“Cego: 1. Privado da vista. 2. Alucinado, transtornado.”
Dicionário Aurélio
È muito bom quando podemos falar sobre cinema, ainda mais sendo um apaixonado por essa arte, como uma forma de expressão sensorial, daquelas que nos tocam em todos os sentidos, tanto físicos como espirituais. E foi dessa forma que pensei em cinema ao terminar de assistir o novo filme de Fernando Meireles: Ensaio Sobre a Cegueira, (Blindness, 2008) baseado em livro homônimo de José Saramago.
Falar da qualidade como contador de histórias de Saramago seria chover no molhado, mas também não posso me atrever a falar disso, pois não li nenhum livro dele ainda, mesmo tendo recebido indicação de leitura em meados de 2003 quando nem se sonhava em fazer um filme de uma obra dele, mas dá para notar no roteiro de Meireles a qualidade do que o Português escreve: È tocante, minimalista, sem ser superficial.
O filme é fantástico, podem os críticos reclamarem quanto quiserem, até um “mas por que não inventaram a cura” e uma possível resposta de Meireles dizendo “isso não é Eu Sou a Lenda, é uma metáfora” li pela internet. Para mim, foi como um chamado a me envolver mais na atividade de ver um filme, de analisá-lo com outros olhos, muitas vezes me pegava eufórico com os jogos de luz em excesso ou os sons cobrindo um breu em nossos olhos. Acho que uma dos grandes méritos da obra é essa: não simplesmente passar para a tela uma história, mas tentar provocar algo em quem a assiste, tentar ir além de um simples reprodutor ou mediador de algo já escrito, mas criar uma experiência impar ao seu público, nos transportar para um mundo de cegos, perdidos depois de tanto tempo enchergando, mas, ao mesmo tempo, não vendo nada. E nesse ponto me remeto ao papel de Julianne Moore no filme e o velho ditado de que “em terra de cegos quem tem um olho é rei”, nesse caso penso que quem tem dois olhos é condenado.

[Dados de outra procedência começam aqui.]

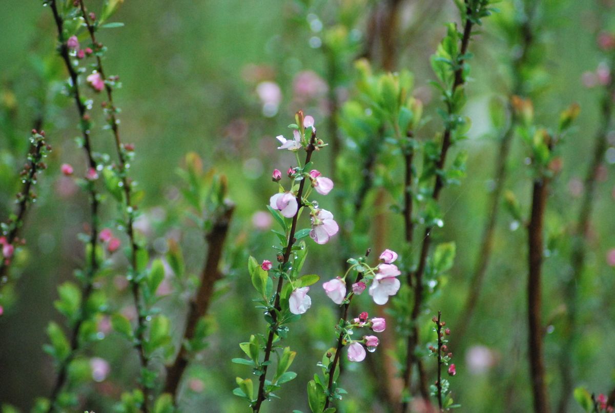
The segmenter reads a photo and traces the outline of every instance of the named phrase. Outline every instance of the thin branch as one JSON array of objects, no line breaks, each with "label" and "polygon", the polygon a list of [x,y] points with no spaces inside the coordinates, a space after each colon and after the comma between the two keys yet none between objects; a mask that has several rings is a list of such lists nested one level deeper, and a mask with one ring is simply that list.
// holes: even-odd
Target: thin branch
[{"label": "thin branch", "polygon": [[549,400],[545,382],[543,334],[541,321],[542,255],[544,250],[543,223],[549,194],[549,179],[540,176],[534,181],[532,209],[528,226],[528,352],[531,388],[536,413],[548,413]]},{"label": "thin branch", "polygon": [[[468,16],[471,14],[472,10],[470,8],[467,0],[466,1],[466,14]],[[472,28],[473,26],[471,19],[466,17],[466,23],[464,27],[463,35],[461,39],[461,48],[460,56],[464,57],[467,52],[468,45],[470,42],[470,38],[472,36]],[[464,58],[462,57],[459,62],[459,66],[454,72],[454,81],[451,90],[451,96],[454,95],[458,88],[462,86],[465,79],[463,78],[463,67]],[[453,112],[453,108],[450,105],[447,105],[447,111],[450,115]],[[442,171],[446,162],[446,154],[448,152],[452,144],[452,130],[451,126],[447,124],[444,131],[444,136],[442,139],[442,146],[440,151],[440,155],[436,162],[435,168],[437,171]],[[444,187],[445,182],[443,174],[437,174],[435,178],[435,183],[434,185],[434,190],[432,192],[432,198],[435,201],[437,201],[440,197],[440,192]],[[421,307],[423,305],[423,276],[425,272],[425,267],[427,264],[427,253],[429,250],[429,246],[431,243],[431,234],[433,227],[430,226],[425,229],[425,234],[423,238],[423,245],[421,248],[421,254],[419,258],[418,268],[413,275],[413,286],[414,288],[415,302],[412,309],[412,313],[410,316],[411,324],[412,325],[410,334],[408,337],[407,354],[408,357],[406,360],[405,368],[403,371],[404,388],[410,389],[410,380],[411,379],[412,365],[418,364],[419,367],[419,389],[423,398],[425,399],[429,399],[429,392],[427,391],[427,377],[424,374],[424,370],[421,365],[421,360],[416,356],[414,349],[419,342],[418,329],[416,324],[418,316],[420,314]],[[404,401],[402,404],[402,411],[405,411],[408,403]]]},{"label": "thin branch", "polygon": [[[79,8],[81,10],[81,15],[87,28],[87,31],[90,34],[90,38],[92,39],[92,46],[95,49],[100,47],[100,44],[96,39],[95,28],[90,21],[90,17],[85,10],[83,0],[79,0]],[[136,205],[133,205],[132,202],[132,186],[127,176],[127,166],[125,156],[125,149],[122,144],[119,135],[119,128],[118,124],[119,122],[116,116],[117,108],[113,103],[113,90],[108,79],[105,74],[103,68],[102,61],[100,56],[98,53],[95,53],[96,56],[97,70],[100,75],[101,79],[105,84],[105,89],[106,92],[107,99],[109,102],[107,106],[107,113],[109,116],[109,124],[111,126],[111,132],[113,133],[115,142],[116,150],[117,153],[117,157],[119,160],[119,176],[122,180],[122,189],[124,191],[124,200],[125,212],[127,216],[126,222],[126,235],[130,242],[130,271],[133,273],[137,272],[137,258],[139,250],[139,246],[137,243],[135,238],[134,230],[134,211],[137,210]],[[141,367],[143,369],[148,368],[148,358],[145,352],[143,346],[145,340],[146,324],[145,309],[141,302],[141,291],[140,290],[139,282],[137,281],[138,277],[136,273],[133,273],[132,277],[129,277],[130,283],[130,290],[132,293],[133,299],[135,301],[135,306],[137,313],[137,327],[135,331],[137,342],[135,344],[139,353],[139,361]],[[143,392],[143,411],[144,413],[148,413],[148,402],[149,399],[149,389],[147,385],[143,385],[141,387]]]},{"label": "thin branch", "polygon": [[[312,154],[314,152],[315,148],[314,144],[316,142],[316,133],[312,131],[312,136],[310,138],[310,143],[308,145],[308,148],[306,151],[307,154],[306,155],[306,160],[304,165],[307,165],[310,160],[312,159]],[[293,223],[290,227],[290,232],[288,233],[288,244],[286,247],[286,251],[284,252],[283,260],[282,262],[282,266],[286,264],[288,262],[288,259],[290,258],[290,254],[292,252],[293,245],[296,242],[295,238],[295,233],[297,229],[297,219],[299,218],[299,213],[301,212],[301,208],[303,208],[303,201],[301,199],[301,197],[303,195],[303,187],[305,185],[306,179],[301,179],[301,181],[299,184],[299,190],[297,192],[297,205],[299,207],[297,208],[297,212],[295,214],[293,217]],[[272,322],[271,326],[274,326],[277,322],[277,312],[281,309],[280,307],[280,294],[282,292],[282,286],[284,283],[284,277],[280,277],[277,281],[277,288],[276,290],[276,299],[274,302],[274,311],[271,312],[271,316],[272,319]],[[276,329],[272,327],[269,329],[269,336],[267,338],[267,344],[265,346],[265,353],[264,358],[263,360],[263,364],[264,365],[263,366],[263,374],[259,378],[259,384],[258,384],[258,396],[256,398],[256,404],[252,407],[252,410],[254,412],[259,412],[261,409],[261,404],[263,404],[263,401],[267,398],[267,395],[265,394],[264,387],[265,387],[265,380],[267,376],[267,368],[268,367],[269,357],[271,355],[271,349],[273,345],[273,339],[274,336],[276,335]]]},{"label": "thin branch", "polygon": [[[184,340],[192,340],[194,337],[195,328],[199,319],[207,313],[214,284],[222,278],[219,269],[222,257],[224,240],[228,234],[231,219],[235,210],[235,205],[228,203],[224,205],[224,210],[216,218],[213,227],[205,236],[208,250],[200,274],[200,284],[194,299],[190,302],[190,310],[182,337]],[[170,393],[176,399],[177,389],[181,376],[188,366],[189,357],[186,347],[182,345],[173,364],[167,369],[167,379],[164,385],[165,393]],[[177,403],[176,403],[177,404]]]},{"label": "thin branch", "polygon": [[[64,20],[58,11],[57,5],[55,0],[49,0],[50,8],[54,14],[54,19],[58,30],[58,42],[60,55],[64,61],[65,66],[68,71],[70,76],[71,84],[68,86],[69,90],[74,97],[75,104],[79,115],[79,120],[81,125],[81,134],[83,138],[83,148],[85,154],[85,157],[88,165],[90,169],[97,170],[97,163],[94,160],[93,153],[90,141],[90,128],[87,124],[87,108],[84,100],[82,100],[79,86],[79,76],[75,71],[74,67],[71,61],[70,56],[68,54],[68,47],[66,45],[66,39],[64,35]],[[87,272],[85,277],[85,286],[84,287],[81,306],[79,312],[79,318],[75,323],[73,328],[71,338],[71,351],[66,358],[60,363],[58,369],[58,376],[55,383],[54,385],[50,397],[49,408],[47,412],[52,412],[55,409],[55,402],[57,399],[60,391],[63,387],[67,379],[67,371],[68,365],[75,356],[75,353],[79,348],[79,333],[83,321],[87,317],[87,303],[88,298],[93,289],[93,281],[94,275],[98,269],[98,262],[97,259],[96,250],[98,245],[98,194],[96,190],[94,182],[88,183],[87,191],[90,195],[90,240],[88,243],[90,245],[90,262],[87,269]]]},{"label": "thin branch", "polygon": [[534,41],[534,34],[532,24],[536,14],[536,4],[538,2],[536,1],[532,8],[530,9],[527,15],[525,17],[525,20],[520,27],[521,34],[521,53],[513,64],[514,79],[513,87],[510,91],[510,96],[509,96],[508,101],[508,112],[510,114],[510,120],[500,139],[499,149],[498,151],[498,155],[496,157],[496,172],[494,178],[495,187],[493,189],[491,199],[490,200],[488,218],[483,230],[480,248],[477,256],[474,272],[470,281],[470,293],[466,301],[465,309],[461,313],[463,314],[463,317],[459,320],[458,333],[459,340],[461,340],[465,335],[467,327],[474,315],[474,310],[478,302],[478,297],[480,296],[480,293],[482,290],[485,275],[491,257],[491,252],[493,249],[493,235],[495,232],[496,223],[498,221],[498,213],[500,210],[500,200],[502,198],[502,193],[504,191],[504,184],[506,184],[506,178],[508,175],[506,163],[508,161],[508,156],[510,151],[510,143],[512,141],[512,137],[514,136],[515,128],[517,123],[514,111],[510,104],[510,98],[512,96],[522,95],[523,93],[523,81],[522,71],[526,65],[529,51]]}]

A personagem, única com visão perfeita na história, se vê num caminho, tanto auto-imposto como depois conseqüência mesmo, de ser a guia, a segurança daqueles que não conseguem mais enxergar, porém, aos poucos, ela começa a perceber que essa condição também a lhe prende a ver toda a miséria da condição humana e ter que fingir perante isso, até não suportar mais e dar um “grito” (no caso algo mais fatal) de revolta. É uma situação complicada lidar com a alma humana e suas mazelas, será que as coisas são como dizem: quando se está na lama que podemos conhecer o ser humano? E será que assim como os personagens do filme, só damos valor as coisas quando não a vimos? Ai poderia estar à resposta para a ânsia pela saudade que existe muito nessa geração, que mesmo com internet adora dizer que está com saudades até de quem está perto?
Enfim, como o Meireles possivelmente falou, esse filme é uma metáfora para a condição humana, adoro obras assim (sejam em quadrinhos, cinema, livros, TV), e acho que é importante se emocionar com um cinema bem feito, instigante, que nos apaixone e dê vontade de ver um filme várias vezes, esse ano só dois filmes me passaram essa sensação: The Dark Kinght e o Ensaio de Saramago. Mais do que recomendado.